Debe de haber habido un número grande de judíos entre los refugiados protestantes en el 17 siglo. Las razones generales garantizarían esta asunción, pero cuando nosotros tenemos en cuenta los numerosos nombres judíos encontrados entre los Hugonotes la probabilidad es de hecho fuerte.[8]

 

Finalmente, nuestras investigaciones no podrán tomar cualquier relato de todos esos judíos que, prior a 1848, tomaron una parte activa en la vida económica de su tiempo, pero quienes eran desconocidos a las autoridades. Las leyes les prohibieron a los judíos que ejercieran sus profesiones. Ellos por consiguiente fueron compelidos para hacer así, o bajo la cubierta de alguna persona ficticia cristiana o bajo la protección de un judío "privilegiado", o les obligaron a que acudieran a algún otro truco para engañar la ley.

 

Las autoridades fiables son de opinión que el número de judíos que en muchas ciudades vivieron en secreto de esta manera debe de haber sido sumamente grande. En los cuarenta del siglo pasado, por ejemplo, se dice que no menos de 12,000 judíos, en una estimación moderada, sería encontrado en Viena.
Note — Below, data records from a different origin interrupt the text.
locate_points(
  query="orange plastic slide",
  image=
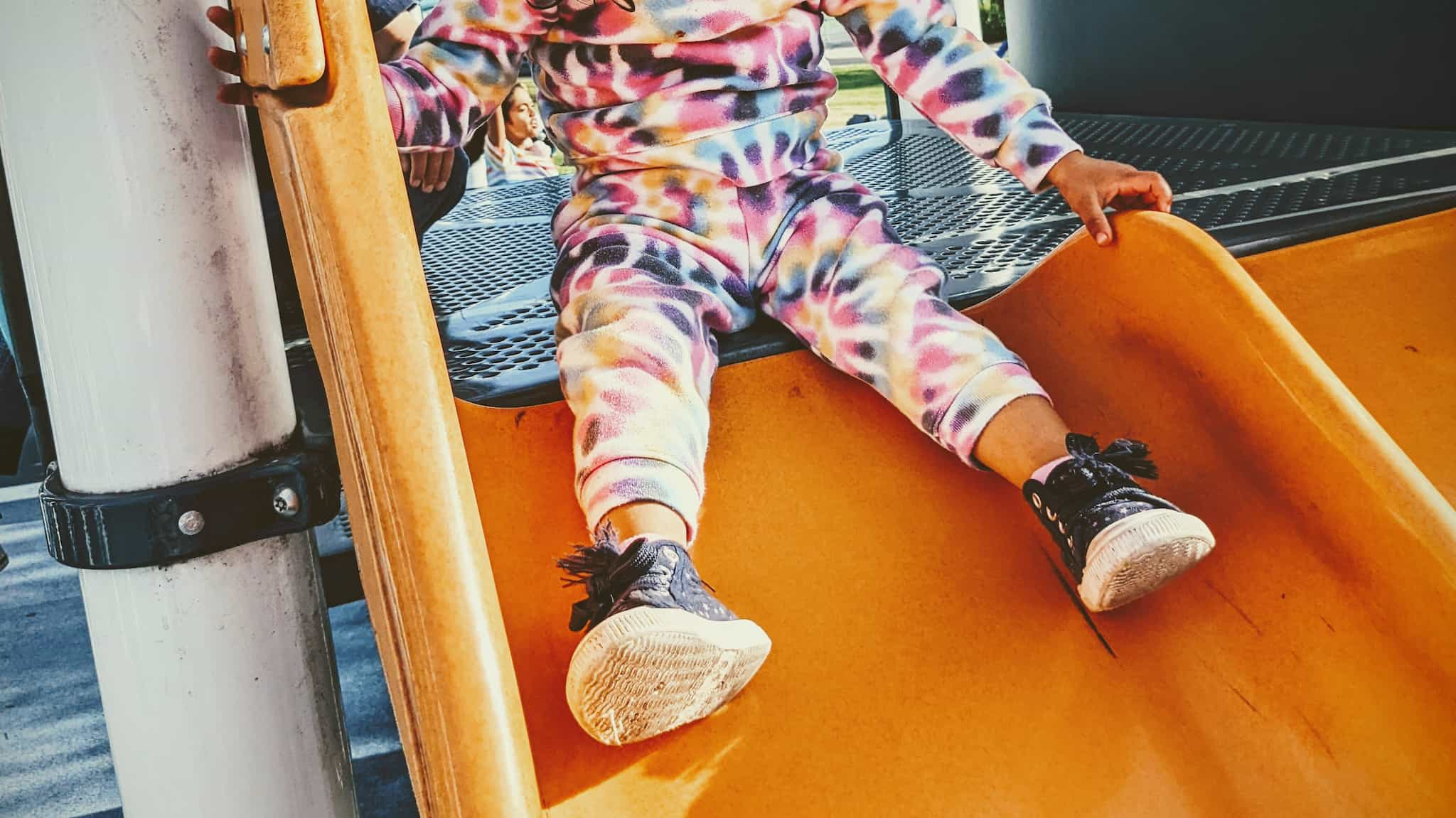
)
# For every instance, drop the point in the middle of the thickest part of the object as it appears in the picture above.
(1379, 306)
(929, 657)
El comercio textil mayorista ya estaba en ese momento en sus manos, y distritos enteros en el centro de la ciudad estaban llenos de tiendas judías. Pero la lista oficial de comerciantes de 1845 contenía en un apéndice los nombres de sólo sesenta y tres judíos como que fue descrito "tolerados los comerciantes judíos," y a éstos les fue permitido comerciar sólo en un número limitado de artículos.[9]7

 

Pero basta. Mi punto era mostrar que, por muchas y varias razones, el número de judíos de quienes nosotros oímos es menos de aquéllos que realmente existieron. El lector debe tener presente por consiguiente que aparece más pequeño de lo que era en realidad. Lo que esa contribución era es lo que nosotros procederemos a mostrar ahora.


 

 

 



[1] Una versión inglesa fue preparada por el presente escritor y fue publicada por Messrs. J. M. Dent & Co. in 1909, bajo el título Socialismo y Movimiento Social.
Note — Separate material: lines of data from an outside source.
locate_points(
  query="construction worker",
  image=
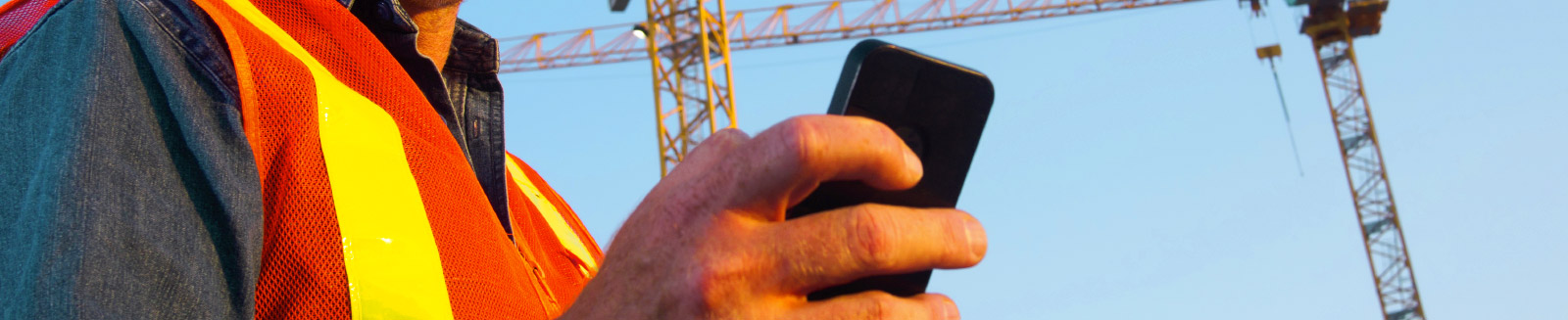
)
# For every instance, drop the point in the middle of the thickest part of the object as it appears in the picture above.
(318, 159)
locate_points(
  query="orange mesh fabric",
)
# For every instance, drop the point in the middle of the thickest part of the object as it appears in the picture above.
(302, 249)
(18, 18)
(559, 268)
(303, 262)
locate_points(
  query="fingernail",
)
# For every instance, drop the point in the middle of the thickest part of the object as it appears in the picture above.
(913, 161)
(977, 241)
(948, 309)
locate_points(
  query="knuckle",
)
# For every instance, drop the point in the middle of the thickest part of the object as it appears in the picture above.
(870, 239)
(715, 281)
(799, 137)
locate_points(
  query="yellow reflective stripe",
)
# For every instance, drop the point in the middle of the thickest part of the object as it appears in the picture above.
(553, 217)
(389, 251)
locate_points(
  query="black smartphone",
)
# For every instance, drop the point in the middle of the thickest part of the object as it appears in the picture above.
(937, 107)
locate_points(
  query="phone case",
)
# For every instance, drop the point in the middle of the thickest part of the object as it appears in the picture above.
(937, 107)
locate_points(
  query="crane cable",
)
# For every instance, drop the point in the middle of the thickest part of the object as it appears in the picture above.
(1290, 127)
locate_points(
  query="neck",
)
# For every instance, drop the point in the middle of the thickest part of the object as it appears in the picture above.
(436, 23)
[2] 2. Die Juden und das Wirtschaftsleben. Leipzig: Duncker und Humblot. 1911.

[3] 1. Jakob Fromer, Das Wesen des Judentums (1905), p. 144. No authority cited.

[4] 2. Zeitschrift für Demographie und Statistik der Juden [Z.D.S.J.] iii,140, 145.

[5] 3. J. Thon, "Taufbewegung der Juden in Oesterreich," in Z.D.S.J., iv.6.

[6] 4. Theophile Malvezin, Histoire des Juifs {I Bordeaux (1875), p. 105.

[7] 5. E.g., Lucien Wolf, "Jessurun Family" in Jewish Quarterly Review [J.Q.R.J.] i. (1889), 439.

[8] 6. E.g., B. C. Weiss, Histoire des réfugés protest., i. (1853), pp. 164, 377, 379, 383; ii., 5.

[9] 7. Sigmund Mayer, Die ökonomische Entwicklung der Wiener Juden, p. 7.